Kevan Broadhurst

Personal information
- Full name: Kevan Broadhurst
- Date of birth: 3 June 1959 (age 67)
- Place of birth: Dewsbury, England
- Height: 5 ft 9+1⁄2 in (1.77 m)
- Position: Defender

Youth career
- 1975–1978: Birmingham City

Senior career*
- Years: Team / Apps / (Gls)
- 1977–1986: Birmingham City / 153 / (10)
- 1979: → Walsall (loan) / 3 / (0)

Managerial career
- 1993: Birmingham City (caretaker)
- 1999: Northampton Town (caretaker)
- 2001–2003: Northampton Town
- 2004: Bristol Rovers (caretaker)
- 2006: Walsall

= Kevan Broadhurst =

English footballer, coach, and manager

Kevan Broadhurst (born 3 June 1959) is an English former professional footballer, coach and football manager.

Broadhurst was born in Dewsbury, West Yorkshire. He played 173 games for Birmingham City in all competitions and had a three-game loan spell at Walsall before his playing career was cut short due to injury.

His managerial career began in 1999 when he was caretaker manager of Northampton Town following the departure of Ian Atkins from the club.

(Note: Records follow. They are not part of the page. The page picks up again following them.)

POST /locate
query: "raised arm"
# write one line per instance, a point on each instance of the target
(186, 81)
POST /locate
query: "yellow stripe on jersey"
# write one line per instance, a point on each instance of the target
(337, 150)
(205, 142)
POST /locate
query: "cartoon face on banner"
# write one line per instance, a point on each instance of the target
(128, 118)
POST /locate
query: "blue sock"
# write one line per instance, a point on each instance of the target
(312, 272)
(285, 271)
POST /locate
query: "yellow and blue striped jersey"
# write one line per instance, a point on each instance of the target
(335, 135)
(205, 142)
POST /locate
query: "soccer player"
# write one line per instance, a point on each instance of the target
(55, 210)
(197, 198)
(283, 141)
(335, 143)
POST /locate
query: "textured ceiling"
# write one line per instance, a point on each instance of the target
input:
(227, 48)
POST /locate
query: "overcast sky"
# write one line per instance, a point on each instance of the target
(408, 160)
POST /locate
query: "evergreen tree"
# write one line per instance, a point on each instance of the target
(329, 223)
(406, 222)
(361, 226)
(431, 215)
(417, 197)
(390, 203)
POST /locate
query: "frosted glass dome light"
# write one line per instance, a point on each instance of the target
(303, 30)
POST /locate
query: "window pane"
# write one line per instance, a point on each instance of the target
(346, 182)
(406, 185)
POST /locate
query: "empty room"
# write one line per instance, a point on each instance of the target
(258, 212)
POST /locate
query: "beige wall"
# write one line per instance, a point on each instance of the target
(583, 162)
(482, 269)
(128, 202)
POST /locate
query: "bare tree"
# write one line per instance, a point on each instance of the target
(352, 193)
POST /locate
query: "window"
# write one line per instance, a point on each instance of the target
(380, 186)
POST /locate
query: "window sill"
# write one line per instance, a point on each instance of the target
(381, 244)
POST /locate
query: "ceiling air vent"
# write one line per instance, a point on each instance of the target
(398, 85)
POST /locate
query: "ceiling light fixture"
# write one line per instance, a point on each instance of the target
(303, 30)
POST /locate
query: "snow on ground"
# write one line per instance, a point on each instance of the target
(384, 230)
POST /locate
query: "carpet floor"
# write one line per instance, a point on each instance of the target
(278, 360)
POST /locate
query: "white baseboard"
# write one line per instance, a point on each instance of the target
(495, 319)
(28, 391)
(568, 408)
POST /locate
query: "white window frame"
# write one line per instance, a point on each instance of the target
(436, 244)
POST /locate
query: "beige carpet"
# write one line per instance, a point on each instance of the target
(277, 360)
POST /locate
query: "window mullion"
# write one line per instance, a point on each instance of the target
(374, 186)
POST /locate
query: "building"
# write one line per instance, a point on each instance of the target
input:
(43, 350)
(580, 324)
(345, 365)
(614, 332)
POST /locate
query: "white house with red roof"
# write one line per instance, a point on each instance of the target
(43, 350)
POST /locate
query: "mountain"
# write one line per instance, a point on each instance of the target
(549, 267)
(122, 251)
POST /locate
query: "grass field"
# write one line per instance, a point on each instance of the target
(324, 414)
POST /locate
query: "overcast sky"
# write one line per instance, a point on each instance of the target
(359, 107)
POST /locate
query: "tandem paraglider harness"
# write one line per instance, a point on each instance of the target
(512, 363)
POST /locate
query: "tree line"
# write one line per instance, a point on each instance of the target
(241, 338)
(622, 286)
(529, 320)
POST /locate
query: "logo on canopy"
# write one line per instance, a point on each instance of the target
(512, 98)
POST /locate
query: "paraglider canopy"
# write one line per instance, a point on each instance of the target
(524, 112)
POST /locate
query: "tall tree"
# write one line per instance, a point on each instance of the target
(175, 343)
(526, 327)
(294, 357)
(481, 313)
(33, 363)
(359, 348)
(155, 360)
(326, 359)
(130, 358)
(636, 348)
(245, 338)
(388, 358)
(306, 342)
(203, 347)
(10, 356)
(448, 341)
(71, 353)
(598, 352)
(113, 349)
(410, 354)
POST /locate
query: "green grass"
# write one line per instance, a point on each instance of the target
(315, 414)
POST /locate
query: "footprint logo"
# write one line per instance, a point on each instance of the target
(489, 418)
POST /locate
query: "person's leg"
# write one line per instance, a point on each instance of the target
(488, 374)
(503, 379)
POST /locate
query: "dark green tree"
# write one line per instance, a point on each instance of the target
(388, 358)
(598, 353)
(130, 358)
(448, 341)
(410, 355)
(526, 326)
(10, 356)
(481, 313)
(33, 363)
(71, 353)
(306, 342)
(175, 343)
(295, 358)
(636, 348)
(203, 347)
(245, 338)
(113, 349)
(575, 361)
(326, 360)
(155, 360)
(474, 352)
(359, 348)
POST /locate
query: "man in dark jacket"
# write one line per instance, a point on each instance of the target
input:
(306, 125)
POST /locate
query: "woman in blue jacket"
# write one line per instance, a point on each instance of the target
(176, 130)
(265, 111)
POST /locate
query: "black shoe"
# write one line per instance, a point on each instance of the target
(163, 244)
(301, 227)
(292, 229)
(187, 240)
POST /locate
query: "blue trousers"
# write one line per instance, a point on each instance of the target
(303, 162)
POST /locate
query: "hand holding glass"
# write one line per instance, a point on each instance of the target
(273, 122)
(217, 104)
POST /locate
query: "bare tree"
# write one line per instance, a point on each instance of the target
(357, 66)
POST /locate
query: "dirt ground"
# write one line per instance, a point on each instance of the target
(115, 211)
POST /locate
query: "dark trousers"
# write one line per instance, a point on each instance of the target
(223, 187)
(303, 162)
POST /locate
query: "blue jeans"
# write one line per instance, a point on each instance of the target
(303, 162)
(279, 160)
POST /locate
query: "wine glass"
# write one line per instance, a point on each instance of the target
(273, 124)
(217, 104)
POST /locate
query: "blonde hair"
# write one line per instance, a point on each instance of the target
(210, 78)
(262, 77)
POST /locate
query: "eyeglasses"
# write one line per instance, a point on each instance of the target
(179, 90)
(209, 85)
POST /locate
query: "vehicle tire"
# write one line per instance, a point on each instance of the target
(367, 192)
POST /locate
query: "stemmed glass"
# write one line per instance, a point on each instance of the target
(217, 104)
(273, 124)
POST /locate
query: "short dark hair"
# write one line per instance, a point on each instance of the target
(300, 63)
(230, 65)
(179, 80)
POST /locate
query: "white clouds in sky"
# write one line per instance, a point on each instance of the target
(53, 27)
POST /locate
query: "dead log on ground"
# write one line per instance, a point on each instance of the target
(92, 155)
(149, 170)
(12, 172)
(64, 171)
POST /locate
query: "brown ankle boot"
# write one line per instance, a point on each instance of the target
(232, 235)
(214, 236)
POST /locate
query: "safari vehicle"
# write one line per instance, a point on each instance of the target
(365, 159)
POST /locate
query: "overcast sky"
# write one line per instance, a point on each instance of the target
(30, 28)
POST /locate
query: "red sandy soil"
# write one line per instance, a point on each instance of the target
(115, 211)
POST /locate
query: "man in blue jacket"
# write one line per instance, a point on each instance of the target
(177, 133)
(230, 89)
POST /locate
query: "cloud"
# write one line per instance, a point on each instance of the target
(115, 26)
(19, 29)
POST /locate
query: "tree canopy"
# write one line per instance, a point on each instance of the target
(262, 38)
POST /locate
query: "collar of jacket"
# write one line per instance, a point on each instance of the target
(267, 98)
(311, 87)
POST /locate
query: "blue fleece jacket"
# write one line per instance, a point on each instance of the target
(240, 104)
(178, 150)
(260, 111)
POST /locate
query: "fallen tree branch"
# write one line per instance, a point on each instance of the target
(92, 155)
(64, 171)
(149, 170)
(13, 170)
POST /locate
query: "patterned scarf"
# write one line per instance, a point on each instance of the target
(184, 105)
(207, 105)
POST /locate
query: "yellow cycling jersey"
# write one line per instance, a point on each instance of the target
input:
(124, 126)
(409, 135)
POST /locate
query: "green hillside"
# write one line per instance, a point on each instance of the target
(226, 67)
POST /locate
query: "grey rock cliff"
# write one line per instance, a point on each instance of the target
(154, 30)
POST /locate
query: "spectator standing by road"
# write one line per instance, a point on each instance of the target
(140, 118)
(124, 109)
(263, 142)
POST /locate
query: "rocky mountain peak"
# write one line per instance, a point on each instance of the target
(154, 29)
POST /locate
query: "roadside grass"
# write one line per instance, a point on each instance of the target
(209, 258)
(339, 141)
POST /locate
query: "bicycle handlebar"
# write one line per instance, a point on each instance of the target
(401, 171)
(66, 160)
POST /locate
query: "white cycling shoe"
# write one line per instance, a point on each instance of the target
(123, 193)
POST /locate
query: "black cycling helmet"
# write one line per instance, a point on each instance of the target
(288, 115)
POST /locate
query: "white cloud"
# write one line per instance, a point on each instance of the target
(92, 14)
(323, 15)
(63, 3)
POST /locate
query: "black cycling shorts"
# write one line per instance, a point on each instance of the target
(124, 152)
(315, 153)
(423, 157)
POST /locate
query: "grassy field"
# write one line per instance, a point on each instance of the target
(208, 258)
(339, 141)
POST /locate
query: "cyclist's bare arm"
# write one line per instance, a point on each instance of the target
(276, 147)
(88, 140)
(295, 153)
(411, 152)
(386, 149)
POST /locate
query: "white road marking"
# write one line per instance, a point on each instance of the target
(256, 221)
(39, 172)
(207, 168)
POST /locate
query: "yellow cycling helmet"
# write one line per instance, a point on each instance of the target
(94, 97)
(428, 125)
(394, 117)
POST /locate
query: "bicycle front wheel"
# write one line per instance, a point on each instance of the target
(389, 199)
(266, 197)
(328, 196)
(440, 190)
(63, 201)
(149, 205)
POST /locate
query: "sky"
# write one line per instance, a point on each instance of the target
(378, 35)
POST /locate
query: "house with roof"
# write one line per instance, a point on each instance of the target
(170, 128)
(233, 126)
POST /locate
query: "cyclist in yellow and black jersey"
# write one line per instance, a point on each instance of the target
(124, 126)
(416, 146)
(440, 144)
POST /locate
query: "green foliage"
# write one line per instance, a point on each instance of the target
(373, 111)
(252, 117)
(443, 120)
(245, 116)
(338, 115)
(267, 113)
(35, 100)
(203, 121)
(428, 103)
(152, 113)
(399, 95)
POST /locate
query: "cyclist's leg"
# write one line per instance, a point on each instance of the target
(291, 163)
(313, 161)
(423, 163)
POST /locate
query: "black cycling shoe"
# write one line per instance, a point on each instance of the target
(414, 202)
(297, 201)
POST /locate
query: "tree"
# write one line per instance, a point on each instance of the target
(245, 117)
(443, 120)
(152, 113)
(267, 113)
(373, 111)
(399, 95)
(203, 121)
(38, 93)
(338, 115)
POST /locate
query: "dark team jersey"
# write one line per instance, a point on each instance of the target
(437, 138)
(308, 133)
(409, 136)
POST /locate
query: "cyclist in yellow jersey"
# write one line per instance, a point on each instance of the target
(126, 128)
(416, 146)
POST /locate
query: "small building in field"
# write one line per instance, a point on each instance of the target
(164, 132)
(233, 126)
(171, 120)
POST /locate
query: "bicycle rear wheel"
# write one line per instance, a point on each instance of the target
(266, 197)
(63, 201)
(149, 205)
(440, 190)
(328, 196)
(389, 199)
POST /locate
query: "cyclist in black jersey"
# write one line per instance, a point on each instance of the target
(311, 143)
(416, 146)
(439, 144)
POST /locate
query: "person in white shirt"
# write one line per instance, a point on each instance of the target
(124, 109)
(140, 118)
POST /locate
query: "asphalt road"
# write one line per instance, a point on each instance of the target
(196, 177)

He became full-time manager of Northampton in 2001 for sixteen months.

In 2004 Broadhurst was appointed joint caretaker manager of Bristol Rovers with Russell Osman, and when Ian Atkins joined the club as manager Broadhurst remained as his assistant.

Broadhurst was given the manager's job at Walsall in 2006, but only held the position for 61 days, winning only one of his eleven games in charge.

In 2012, Broadhurst was one of seven former players elected to Birmingham City's Hall of Fame.